In this pilot study, the authors examined associations between image-based phenotypes and genomic biomarkers. The potential genetic contribution of UGT2B genes to interindividual variation in breast density and mammographic parenchymal patterns is demonstrated by performing an association study between image-based phenotypes and genomic biomarkers [single-nucleotide polymorphism (SNP) genotypes].

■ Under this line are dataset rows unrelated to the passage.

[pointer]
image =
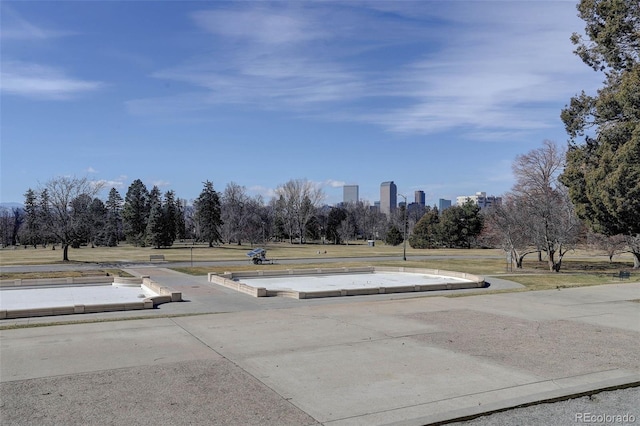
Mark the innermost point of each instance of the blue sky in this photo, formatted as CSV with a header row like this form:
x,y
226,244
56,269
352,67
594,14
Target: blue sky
x,y
436,96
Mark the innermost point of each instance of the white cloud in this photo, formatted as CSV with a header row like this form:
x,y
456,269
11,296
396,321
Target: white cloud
x,y
42,82
260,25
485,68
15,27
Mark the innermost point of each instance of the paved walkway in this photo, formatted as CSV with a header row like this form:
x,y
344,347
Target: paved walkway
x,y
339,361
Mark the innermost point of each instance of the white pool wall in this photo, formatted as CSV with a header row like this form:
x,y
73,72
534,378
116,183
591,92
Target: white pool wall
x,y
242,281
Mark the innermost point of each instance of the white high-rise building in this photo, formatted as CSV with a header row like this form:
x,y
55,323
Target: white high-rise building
x,y
350,194
388,197
480,199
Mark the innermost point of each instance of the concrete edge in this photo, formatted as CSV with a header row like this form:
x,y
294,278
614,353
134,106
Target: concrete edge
x,y
232,280
560,394
165,295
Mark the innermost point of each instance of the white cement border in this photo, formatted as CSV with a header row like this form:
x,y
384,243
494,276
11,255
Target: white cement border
x,y
66,296
250,282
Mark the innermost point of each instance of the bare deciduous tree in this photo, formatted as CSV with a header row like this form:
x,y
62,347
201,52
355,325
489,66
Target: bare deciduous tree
x,y
297,202
60,220
551,221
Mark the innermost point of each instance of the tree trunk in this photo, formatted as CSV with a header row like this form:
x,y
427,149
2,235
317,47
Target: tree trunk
x,y
551,260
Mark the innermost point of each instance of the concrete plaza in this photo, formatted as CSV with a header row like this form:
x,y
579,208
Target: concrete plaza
x,y
345,361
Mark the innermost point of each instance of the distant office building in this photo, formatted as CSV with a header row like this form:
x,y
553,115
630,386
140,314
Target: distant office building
x,y
388,197
443,204
350,194
480,199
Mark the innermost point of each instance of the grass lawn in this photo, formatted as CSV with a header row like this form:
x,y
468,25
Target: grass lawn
x,y
185,252
579,268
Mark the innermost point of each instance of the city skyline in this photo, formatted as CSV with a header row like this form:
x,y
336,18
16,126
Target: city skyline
x,y
442,96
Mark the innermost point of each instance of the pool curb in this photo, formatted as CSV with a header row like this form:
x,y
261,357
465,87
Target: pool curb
x,y
233,280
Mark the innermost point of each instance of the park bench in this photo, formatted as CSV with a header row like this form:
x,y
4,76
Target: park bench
x,y
622,275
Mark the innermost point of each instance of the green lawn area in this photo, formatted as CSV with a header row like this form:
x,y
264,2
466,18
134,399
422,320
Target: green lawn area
x,y
185,252
580,268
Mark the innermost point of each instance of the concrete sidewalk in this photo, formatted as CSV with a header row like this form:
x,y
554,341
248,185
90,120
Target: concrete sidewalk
x,y
336,362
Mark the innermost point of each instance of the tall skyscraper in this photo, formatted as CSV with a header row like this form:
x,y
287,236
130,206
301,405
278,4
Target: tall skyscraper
x,y
388,197
350,194
443,204
480,199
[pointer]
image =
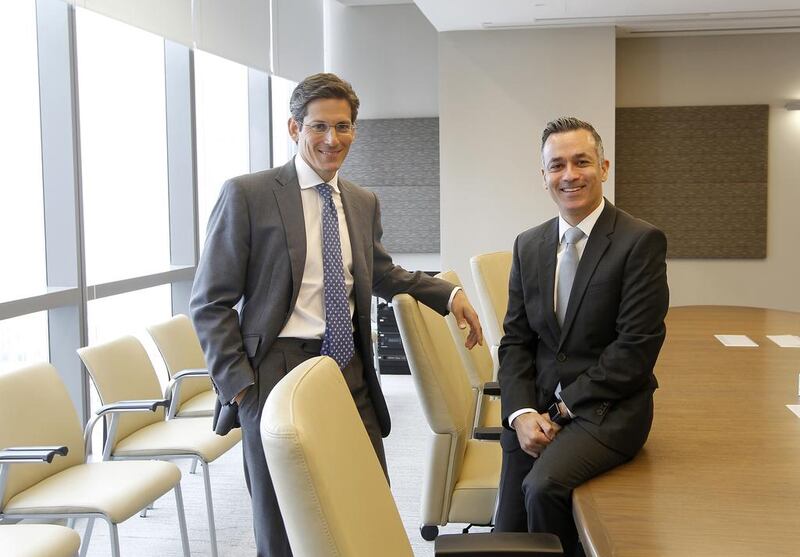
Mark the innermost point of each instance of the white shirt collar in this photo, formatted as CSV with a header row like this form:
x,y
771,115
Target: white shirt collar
x,y
585,225
307,177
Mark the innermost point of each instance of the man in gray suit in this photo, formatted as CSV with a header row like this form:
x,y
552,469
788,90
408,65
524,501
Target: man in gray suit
x,y
300,249
587,300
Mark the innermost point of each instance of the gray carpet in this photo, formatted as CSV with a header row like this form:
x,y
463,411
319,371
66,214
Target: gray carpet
x,y
157,535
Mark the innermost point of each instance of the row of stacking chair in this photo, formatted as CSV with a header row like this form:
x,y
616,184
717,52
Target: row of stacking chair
x,y
141,436
460,402
334,498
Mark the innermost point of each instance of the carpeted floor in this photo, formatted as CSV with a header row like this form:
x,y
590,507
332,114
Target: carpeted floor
x,y
157,535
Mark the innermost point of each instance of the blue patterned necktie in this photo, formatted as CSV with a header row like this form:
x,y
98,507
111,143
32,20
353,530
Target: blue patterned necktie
x,y
566,271
338,340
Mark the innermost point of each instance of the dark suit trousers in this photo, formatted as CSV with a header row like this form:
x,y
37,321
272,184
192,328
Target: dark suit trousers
x,y
284,355
535,494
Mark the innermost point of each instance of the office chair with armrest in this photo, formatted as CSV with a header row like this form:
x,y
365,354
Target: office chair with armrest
x,y
121,370
479,366
333,495
490,272
463,473
43,468
38,540
192,391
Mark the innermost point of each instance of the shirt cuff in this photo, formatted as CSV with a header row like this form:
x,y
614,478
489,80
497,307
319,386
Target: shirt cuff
x,y
452,295
519,412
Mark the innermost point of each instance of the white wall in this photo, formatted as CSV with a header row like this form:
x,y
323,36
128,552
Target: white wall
x,y
745,69
388,53
497,90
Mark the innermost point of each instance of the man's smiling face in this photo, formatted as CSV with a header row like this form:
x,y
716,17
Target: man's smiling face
x,y
324,152
574,173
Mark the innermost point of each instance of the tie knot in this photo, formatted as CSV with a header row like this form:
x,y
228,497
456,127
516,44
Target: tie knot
x,y
573,235
325,190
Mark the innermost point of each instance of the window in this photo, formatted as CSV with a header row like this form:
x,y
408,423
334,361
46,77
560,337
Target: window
x,y
123,148
21,202
223,149
24,340
283,148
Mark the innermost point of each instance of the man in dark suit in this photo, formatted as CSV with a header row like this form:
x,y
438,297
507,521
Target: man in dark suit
x,y
587,300
300,249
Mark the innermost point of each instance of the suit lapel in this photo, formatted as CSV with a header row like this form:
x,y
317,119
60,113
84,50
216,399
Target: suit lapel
x,y
290,205
354,212
596,246
548,247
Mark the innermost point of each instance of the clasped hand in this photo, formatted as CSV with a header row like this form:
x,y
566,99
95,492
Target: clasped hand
x,y
534,432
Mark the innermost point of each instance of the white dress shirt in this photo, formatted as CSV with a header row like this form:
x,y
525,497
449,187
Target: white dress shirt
x,y
308,318
586,226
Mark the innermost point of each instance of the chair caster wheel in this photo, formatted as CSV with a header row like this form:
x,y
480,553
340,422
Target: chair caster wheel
x,y
429,533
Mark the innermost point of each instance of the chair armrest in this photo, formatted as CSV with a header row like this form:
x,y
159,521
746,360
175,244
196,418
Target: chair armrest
x,y
191,372
119,407
491,388
498,544
132,406
31,454
487,433
173,387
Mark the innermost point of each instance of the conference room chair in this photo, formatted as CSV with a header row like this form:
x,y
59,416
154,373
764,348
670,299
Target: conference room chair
x,y
334,497
479,367
44,473
121,370
490,272
462,472
38,540
192,393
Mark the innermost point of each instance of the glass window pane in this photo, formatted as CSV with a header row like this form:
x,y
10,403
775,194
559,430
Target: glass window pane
x,y
24,340
223,144
21,203
283,148
123,147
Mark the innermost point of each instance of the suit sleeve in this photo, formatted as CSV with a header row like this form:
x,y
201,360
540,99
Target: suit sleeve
x,y
218,286
626,365
389,279
517,352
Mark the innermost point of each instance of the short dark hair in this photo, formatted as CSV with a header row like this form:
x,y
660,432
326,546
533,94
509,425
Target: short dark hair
x,y
321,86
568,124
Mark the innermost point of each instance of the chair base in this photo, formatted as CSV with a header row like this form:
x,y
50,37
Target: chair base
x,y
498,544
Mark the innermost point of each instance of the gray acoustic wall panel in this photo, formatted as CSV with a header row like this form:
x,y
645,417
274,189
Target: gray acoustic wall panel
x,y
700,174
398,159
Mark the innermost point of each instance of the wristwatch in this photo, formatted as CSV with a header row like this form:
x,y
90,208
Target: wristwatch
x,y
556,417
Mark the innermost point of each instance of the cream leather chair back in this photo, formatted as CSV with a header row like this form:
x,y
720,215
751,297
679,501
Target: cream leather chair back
x,y
122,370
178,344
334,498
461,480
35,410
490,271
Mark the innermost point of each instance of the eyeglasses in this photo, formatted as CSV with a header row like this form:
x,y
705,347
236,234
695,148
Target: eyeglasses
x,y
322,128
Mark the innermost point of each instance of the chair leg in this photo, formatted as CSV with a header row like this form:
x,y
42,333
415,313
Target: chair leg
x,y
212,528
181,519
87,536
113,538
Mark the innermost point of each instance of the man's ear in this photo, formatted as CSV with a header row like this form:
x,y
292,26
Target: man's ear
x,y
294,129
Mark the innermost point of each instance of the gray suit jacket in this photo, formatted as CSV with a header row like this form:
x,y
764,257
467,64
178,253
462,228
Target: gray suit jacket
x,y
613,329
255,254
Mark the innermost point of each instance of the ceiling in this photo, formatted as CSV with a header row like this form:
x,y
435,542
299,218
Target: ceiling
x,y
631,17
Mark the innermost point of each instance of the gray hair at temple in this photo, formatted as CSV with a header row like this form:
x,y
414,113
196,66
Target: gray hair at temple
x,y
322,86
568,124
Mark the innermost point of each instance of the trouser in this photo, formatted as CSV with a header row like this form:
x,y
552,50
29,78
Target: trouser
x,y
283,356
535,494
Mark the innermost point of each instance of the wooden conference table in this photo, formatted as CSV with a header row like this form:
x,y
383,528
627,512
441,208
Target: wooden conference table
x,y
720,473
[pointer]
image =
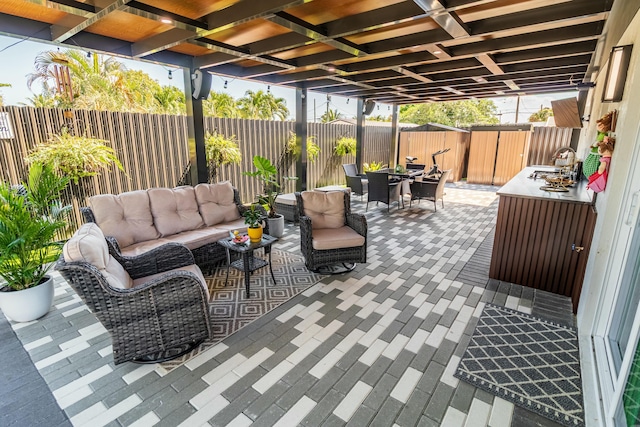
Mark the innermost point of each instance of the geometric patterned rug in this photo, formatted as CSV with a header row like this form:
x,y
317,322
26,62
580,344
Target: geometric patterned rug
x,y
530,362
229,307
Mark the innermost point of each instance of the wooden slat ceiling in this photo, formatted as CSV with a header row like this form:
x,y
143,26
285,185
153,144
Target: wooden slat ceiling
x,y
391,51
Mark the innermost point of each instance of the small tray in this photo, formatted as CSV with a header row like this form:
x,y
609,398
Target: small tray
x,y
243,239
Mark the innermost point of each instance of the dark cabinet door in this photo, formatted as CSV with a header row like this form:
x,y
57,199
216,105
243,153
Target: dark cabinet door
x,y
543,244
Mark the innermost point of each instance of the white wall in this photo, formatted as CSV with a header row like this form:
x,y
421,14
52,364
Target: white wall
x,y
613,203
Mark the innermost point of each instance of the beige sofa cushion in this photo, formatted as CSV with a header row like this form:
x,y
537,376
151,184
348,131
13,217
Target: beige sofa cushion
x,y
215,202
127,216
190,268
88,245
326,209
335,238
174,210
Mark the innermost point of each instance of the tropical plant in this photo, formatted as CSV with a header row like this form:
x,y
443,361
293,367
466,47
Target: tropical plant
x,y
330,115
312,148
345,145
220,150
267,173
252,216
75,156
29,223
100,83
262,105
373,166
541,115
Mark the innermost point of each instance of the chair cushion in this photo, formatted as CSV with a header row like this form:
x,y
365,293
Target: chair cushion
x,y
326,209
336,238
127,216
142,247
174,210
286,199
88,245
190,268
216,203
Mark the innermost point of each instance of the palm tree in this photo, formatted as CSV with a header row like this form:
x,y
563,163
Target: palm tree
x,y
1,99
330,115
220,104
261,105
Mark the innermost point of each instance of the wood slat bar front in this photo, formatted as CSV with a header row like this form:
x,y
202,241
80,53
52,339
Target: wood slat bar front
x,y
542,239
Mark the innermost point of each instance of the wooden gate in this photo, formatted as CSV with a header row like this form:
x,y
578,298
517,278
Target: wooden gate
x,y
497,153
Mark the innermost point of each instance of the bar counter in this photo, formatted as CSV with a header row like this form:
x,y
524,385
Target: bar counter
x,y
543,238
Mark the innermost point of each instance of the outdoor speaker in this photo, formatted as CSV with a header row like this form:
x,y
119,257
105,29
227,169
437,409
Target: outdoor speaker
x,y
368,106
201,84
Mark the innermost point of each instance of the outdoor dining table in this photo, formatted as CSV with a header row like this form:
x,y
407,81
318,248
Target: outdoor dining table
x,y
405,178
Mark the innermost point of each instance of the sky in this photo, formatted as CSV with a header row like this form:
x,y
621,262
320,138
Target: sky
x,y
17,58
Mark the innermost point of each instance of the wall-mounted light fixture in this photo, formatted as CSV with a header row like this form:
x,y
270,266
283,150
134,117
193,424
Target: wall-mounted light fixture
x,y
616,73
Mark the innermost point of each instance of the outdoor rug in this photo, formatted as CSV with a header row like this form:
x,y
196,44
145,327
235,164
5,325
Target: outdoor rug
x,y
229,306
528,361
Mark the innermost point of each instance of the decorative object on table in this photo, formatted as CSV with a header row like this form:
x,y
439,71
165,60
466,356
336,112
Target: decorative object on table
x,y
237,238
31,215
528,361
605,124
253,218
248,262
267,173
564,157
598,180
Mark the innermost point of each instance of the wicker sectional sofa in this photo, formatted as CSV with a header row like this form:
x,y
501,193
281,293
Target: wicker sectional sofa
x,y
197,217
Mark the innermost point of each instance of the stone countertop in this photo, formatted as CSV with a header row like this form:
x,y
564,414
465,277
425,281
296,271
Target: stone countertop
x,y
522,185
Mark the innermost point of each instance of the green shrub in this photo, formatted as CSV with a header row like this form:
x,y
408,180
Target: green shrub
x,y
312,148
74,156
220,150
345,145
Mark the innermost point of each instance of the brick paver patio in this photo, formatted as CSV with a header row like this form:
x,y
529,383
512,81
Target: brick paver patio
x,y
377,346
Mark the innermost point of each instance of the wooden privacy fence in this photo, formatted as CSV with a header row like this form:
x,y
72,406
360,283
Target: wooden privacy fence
x,y
423,141
498,153
154,149
545,141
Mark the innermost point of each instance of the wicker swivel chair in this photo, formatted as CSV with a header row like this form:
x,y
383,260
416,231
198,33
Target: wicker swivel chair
x,y
155,309
429,189
357,182
383,190
330,234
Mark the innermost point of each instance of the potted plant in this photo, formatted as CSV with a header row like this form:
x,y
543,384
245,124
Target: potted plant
x,y
253,218
30,218
268,174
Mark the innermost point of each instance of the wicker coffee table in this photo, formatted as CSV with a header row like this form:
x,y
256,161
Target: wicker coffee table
x,y
248,262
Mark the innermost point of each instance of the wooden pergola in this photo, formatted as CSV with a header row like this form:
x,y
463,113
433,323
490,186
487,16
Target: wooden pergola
x,y
391,51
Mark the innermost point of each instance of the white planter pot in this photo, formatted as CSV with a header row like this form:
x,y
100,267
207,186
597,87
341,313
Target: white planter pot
x,y
28,304
276,226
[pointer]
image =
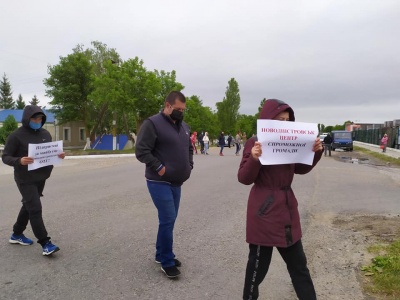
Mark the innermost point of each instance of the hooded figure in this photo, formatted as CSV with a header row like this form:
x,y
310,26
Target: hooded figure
x,y
17,146
272,215
29,183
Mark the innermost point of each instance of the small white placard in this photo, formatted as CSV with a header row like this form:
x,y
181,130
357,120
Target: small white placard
x,y
44,154
286,142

This candidate-gene approach study included 179 subjects for whom both mammograms and blood DNA samples had been obtained. The full-field digital mammograms were acquired using a GE Senographe 2000D FFDM system (12-bit; 0.1 mm-pixel size). Regions-of-interest, 256 × 256 pixels in size, selected from the central breast region behind the nipple underwent computerized image analysis to yield image-based phenotypes of mammographic density and parenchymal texture patterns. SNP genotyping was performed using a Sequenom MassArray System. One hundred twenty three SNPs with minor allele frequency above 5% were genotyped for the UGT2B gene clusters, and used in the study. The association between the image-based phenotypes and genomic biomarkers was assessed with the Pearson correlation coefficient via thePLINK software, and included permutation and correction for multiple SNP comparisons.


From the phenotype-genotype association analysis, a parenchyma texture coarseness feature was found to be correlated with SNP rs451632 after multiple test correction for the multiple SNPs (p = 0.022). The power law β, which is used to characterize the frequency component of texture patterns, was found to be correlated with SNP rs4148298 (p = 0.035).


The authors' results indicate that UGT2B gene variation may contribute to interindividual variation in mammographic parenchymal patterns and breast density. Understanding the relationship between image-based phenotypes and genomic biomarkers may help understand the biologic mechanism for image-based biomarkers and yield a future role in personalized medicine.